The sur­pris­ing ben­e­fits of binge­ing on tele­vi­sion


Con­ven­tional TV watch­ing has seen im­mense changes in re­cent years, largely due to in­ter­net’s mo­bil­ity. But one thing is for sure: TV shows eas­ily re­main as most peo­ple’s fix­a­tion.

I once en­coun­tered some­one who claimed he “didn’t watch TV,” which I found weird. Even as an adult, I haven’t quite re­lin­quished my own TV ob­ses­sion. In fact, I rely on it for when re­al­ity be­comes too sti­fling. The variety of lo­cal and in­ter­na­tional shows avail­able also makes it even harder to switch off.

And it’s not a com­pletely bad thing. Re­cent stud­ies show that you can reap health ben­e­fits from watch­ing TV. Dubbed by psy­chol­o­gists as a paraso­cial re­la­tion­ship, this one-sided in­ter­ac­tion is often pro­jected to­wards celebri­ties or fic­tional char­ac­ters, with the re­ceiv­ing party com­pletely obliv­i­ous of the giver’s ex­is­tence.
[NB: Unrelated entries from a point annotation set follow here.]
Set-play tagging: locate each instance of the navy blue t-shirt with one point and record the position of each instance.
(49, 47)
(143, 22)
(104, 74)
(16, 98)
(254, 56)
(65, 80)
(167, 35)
This can stem from a variety of rea­sons, with lone­li­ness as the most com­mon one. Leon Festinger’s so­cial com­par­i­son the­ory says we watch TV shows to make us feel bet­ter about our­selves. The short-lived eu­pho­ria can be sparked even within just a 30-minute time­frame. Case in point: the en­ter­tain­ing ab­sur­dity in ev­ery Keeping Up with the Kar­dashi­ans episode. Doesn’t be­ing a mere spec­ta­tor in an un­fold­ing drama make you feel good? You get to be around the fire with­out be­ing scorched.

TV shows also cre­ate a kind of in­ti­macy where we iden­tify with a char­ac­ter and develop some sort of one-sided bond with them. This sig­nif­i­cantly al­le­vi­ates lone­li­ness and nur­tures a sense of be­long­ing­ness.

Jen­nifer Barnes, as­sis­tant pro­fes­sor of psy­chol­ogy at the Univer­sity of Ok­la­homa, says this sim­u­lated in­ti­macy like­wise bears real-world ben­e­fits, such as hav­ing im­proved self-es­teem.

Festinger’s the­ory works both ways, how­ever, and there are times when watch­ing tele­vi­sion can leave us feel­ing worse, such as when a fa­vorite char­ac­ter gets killed or, ul­ti­mately, when the show it­self ends. In some in­stances, this sense of for­lorn can be ben­e­fi­cial. This is what philoso­phers have re­ferred to as the para­dox of tragedy, wherein un­for­tu­nate events tend to com­fort us.

It’s still un­clear why we are able to find plea­sure even in times of pain, but us­ing TV shows as cathar­sis for neg­a­tive emo­tions can be lib­er­at­ing. “Al­though we’re feel­ing sad­ness, the meta-emo­tion we’re feel­ing might be some­thing like grat­i­tude that we can feel this wide range of emo­tional ex­pe­ri­ences,” Barnes says in an in­ter­view with Time. “We might ac­tu­ally feel glad that we can be em­pa­thetic and feel things like this on be­half of some­one else, even if they’re not real.”

But while compassion and em­pa­thy are good traits to develop, just a word of cau­tion: do not be overly at­tached to works of fic­tion, es­pe­cially when you’re suf­fer­ing from an un­der­ly­ing case of de­pres­sion.

Oc­ca­sional binge-watch­ing is good, but just like ev­ery­thing else in this world, do it in mod­er­a­tion.